= Gangōji Garan Engi =

Japanese Buddhist text

Gangōji Garan Engi Narabi ni Ruki Shizaichō (元興寺伽藍縁起并流記資財帳), often abbreviated to Gangōji Garan Engi, is a Japanese Buddhist text. It is one volume in length and was compiled by an unnamed Buddhist monk in 747.

==Contents==

The text is made up of four major sections. The first relates the early history of Japanese Buddhism. It states that in 538 King Seong of Baekje introduced Buddhism to Japan. It tells of a struggle between pro-Buddhist Soga no Iname and an anti-Buddhist faction. This is followed by the construction of several temples, including Gangō-ji from which the text takes its title.

The second and third sections reproduce the Asuka period stone inscriptions found on the tower finial as well as those found on a Buddhist statue.

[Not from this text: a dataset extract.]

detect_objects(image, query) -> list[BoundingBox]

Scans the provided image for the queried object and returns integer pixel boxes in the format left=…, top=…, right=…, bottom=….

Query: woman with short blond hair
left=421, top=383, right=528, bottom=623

The final section is a list of the temple assets. This includes population, rice paddies, and wells.

==Importance==

The text is a primary source for early Buddhist history in Japan. Particularly well known is that the date given for the introduction of Buddhism from Baekje, 538, differs from that given in the Nihon Shoki, 552. In addition, the reproduction of the stone inscriptions are considered valuable resource for the study of Old Japanese.